On a warm, summer night at Cascade Park, it’s not uncommon to find people playing bocce, cross country runners preparing for the season or those cooling off with some Italian ice.
Lately, though, the park has been home to thrice-weekly yoga sessions. In the grassy area between the miniature train station and the Vietnam memorial, 2008 Laurel High School graduate Sarah Parish leads two different styles of yoga for groups ranging from a handful to upwards of 20.
“With COVID, studios were closed,” Parish said. “I wanted to do something good and outside. I know they have had classes outside in Cascade. I talked with (New Castle city councilman) Bryan Cameron and he pitched it to the board members. They said yes and I started having classes.”
The ages go anywhere from young children and recent high school graduates to working age and older.

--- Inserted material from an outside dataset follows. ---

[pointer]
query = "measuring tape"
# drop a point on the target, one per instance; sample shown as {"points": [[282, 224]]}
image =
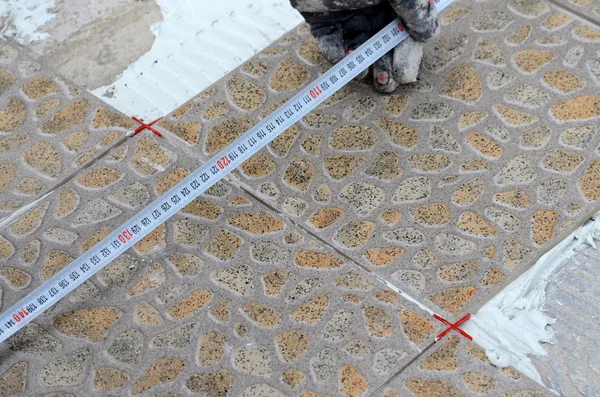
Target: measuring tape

“I’ve had probably seven-year-olds to 70-year-olds,” Parish said. People walking about in the park have stopped by and joined or inquired about the next session. Word is mostly shared through social media, where Parish posts updates on her Facebook and Instagram pages.

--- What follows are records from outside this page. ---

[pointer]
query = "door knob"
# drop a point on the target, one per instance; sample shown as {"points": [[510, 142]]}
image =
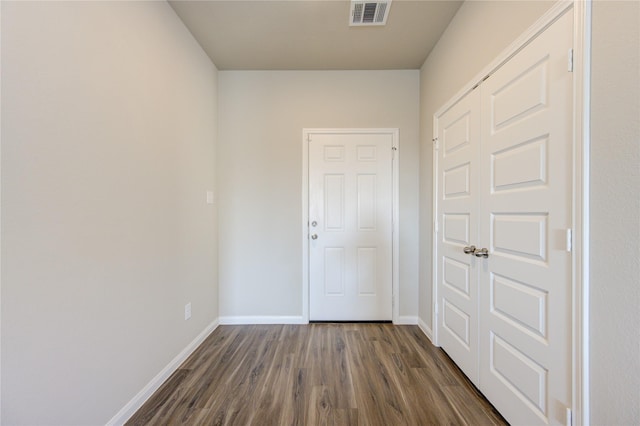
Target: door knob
{"points": [[483, 252]]}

“A lot of beginners are coming, which is why we’re doing what we’re doing,” said Parish, a Titusville Middle School art teacher and Westminster College cheerleading coach.
The classes are put on for no charge to participants — who bring their own mats or beach towels — but are donation-based. Donations go into a large glass jar and are collected for two-week periods for a specific charity. The first collection was taken up for a yoga instructor who was undergoing chemotherapy and radiation.
The second donation was given to the Convoy of Hope, which donated food and supplies to the bi-weekly giveaway at Shenango Elementary School on July 22.
“I kind of just wanted to do something good,” she said.
Parish got her start in yoga after doing a Beachbody workout. Afterward, her friend said she was going to yoga; Parish had never been to a class before.
“I went along with her and fell in love,” she said.
Four years of practice later, she finished her certification in May and focuses on power yoga, although she’s trained in everything. Her Cascade Park classes typically include two gentle sessions and one power. Gentle focuses on deep stretches and breathing, while power is one breath per movement. Many of the attendees are beginners, she said.
“Everything focuses on body, breath and mind,” Parish said. “Yoga is for everyone of all ages and all levels. It’s really good for helping people age well. I practice with some 80- and 90-year-olds who are way more fit than I am.”
She also noted its the stress relief and mental aspect. The sessions are accompanied by a light soundtrack featuring artists like Billie Eilish, John Mayer and James Taylor.
Upcoming classes are a power session on Monday and a gentle session on Wednesday. Both start at 6:30 p.m. in Cascade Park.
“Everyone I meet, I just want them to do it to,” Parish said. “I’ve had such a good interaction with yoga that I want to share that with everyone.”